Image from Council on Foreign Relations
Council on Foreign RelationsCouncil on Foreign Relations

The Guardian also says the road to the Xi-Trump summit was set in Busan last October, when the US and China agreed a temporary truce in the trade war, and it adds that tariffs on China reached as high as 145% at one point.

The South China Morning Post quotes Brett Bruen, former White House global engagement director, saying “weakness on the domestic front puts a president in a precarious position on the global stage,” and it adds that China is trying to position itself as the more reasonable actor among global superpowers.

The Financial Times headline states “China’s exports jump 14% ahead of Xi Jinping-Donald Trump summit,” while Free Malaysia Today reports that exports were up 14.1% in April compared to the same month last year, citing the General Administration of Customs (GAC).

What’s at Stake Next

The Council on Foreign Relations warns that the summit is about managing for stability, not solving outstanding concerns, and it lists issues including China’s mercantilist economic model and its designs on absorbing Taiwan.

It also says the most substantive policy outcome to emerge from the summit could be a move toward a “Board of Trade,” first floated by U.S. Trade Representative Jamieson Greer after talks with Chinese officials in Paris this March, with a strategy of managed trade and a forum for resolving disputes before they escalate.

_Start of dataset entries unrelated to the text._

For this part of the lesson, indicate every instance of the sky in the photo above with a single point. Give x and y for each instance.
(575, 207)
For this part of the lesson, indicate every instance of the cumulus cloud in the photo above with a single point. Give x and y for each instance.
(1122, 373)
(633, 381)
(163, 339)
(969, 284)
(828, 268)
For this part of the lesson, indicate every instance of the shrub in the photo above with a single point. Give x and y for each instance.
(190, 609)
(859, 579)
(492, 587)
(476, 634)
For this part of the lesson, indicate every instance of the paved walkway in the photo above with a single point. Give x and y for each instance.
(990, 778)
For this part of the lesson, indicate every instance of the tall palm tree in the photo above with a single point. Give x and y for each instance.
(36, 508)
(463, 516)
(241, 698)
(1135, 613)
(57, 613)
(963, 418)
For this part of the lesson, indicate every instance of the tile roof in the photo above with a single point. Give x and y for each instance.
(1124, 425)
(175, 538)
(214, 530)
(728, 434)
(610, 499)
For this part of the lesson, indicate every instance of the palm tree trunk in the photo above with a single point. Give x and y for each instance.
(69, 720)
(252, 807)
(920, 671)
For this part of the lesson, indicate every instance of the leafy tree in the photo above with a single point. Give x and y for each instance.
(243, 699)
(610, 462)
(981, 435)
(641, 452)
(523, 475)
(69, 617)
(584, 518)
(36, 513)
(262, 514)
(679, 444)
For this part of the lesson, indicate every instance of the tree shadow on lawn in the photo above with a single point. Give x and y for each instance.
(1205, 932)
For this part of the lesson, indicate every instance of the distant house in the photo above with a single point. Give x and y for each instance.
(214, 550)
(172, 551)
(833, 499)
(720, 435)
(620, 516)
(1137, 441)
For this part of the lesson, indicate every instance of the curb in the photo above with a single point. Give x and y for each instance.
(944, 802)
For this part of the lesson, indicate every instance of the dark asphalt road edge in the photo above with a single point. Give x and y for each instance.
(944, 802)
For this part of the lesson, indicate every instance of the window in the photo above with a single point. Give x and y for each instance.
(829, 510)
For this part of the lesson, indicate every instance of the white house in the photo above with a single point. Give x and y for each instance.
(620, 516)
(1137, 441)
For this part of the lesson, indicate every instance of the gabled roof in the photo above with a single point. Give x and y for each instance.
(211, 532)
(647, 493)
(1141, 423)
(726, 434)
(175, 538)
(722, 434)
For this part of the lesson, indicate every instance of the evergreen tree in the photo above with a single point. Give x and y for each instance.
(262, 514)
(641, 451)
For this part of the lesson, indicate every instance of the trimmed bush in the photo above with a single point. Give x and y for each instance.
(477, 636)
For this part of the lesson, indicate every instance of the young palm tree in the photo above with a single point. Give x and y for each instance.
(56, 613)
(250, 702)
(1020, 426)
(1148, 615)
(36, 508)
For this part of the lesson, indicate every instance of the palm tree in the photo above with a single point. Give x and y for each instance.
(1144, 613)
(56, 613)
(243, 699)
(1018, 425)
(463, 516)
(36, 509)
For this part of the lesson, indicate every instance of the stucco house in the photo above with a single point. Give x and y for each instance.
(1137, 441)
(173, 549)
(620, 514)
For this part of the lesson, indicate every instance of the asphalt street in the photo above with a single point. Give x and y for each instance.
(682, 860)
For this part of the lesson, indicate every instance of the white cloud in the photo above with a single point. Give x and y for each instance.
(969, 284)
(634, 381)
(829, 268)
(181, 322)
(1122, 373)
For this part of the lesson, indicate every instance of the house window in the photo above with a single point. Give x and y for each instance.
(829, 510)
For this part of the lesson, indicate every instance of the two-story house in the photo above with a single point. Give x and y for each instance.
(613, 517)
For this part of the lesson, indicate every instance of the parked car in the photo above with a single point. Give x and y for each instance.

The Guardian says the frictions, heightened by the war in the Middle East, will not be far from the surface, and it quotes Zhao Minghao again about disagreements on economic and trade issues, military-to-military relations, and Taiwan-related issues.

Free Malaysia Today reports that the war with Iran, launched by the US and Israel in late February, has produced new risks for China’s economy, while also saying China’s trade has so far appeared to be weathering the disruptions.

El País adds that next week, May 14 and 15, a summit between the two leaders in Beijing is planned, and it quotes Miguel Otero, senior researcher at the Real Instituto Elcano, saying “It is clear that China is winning this competition for multiple reasons.”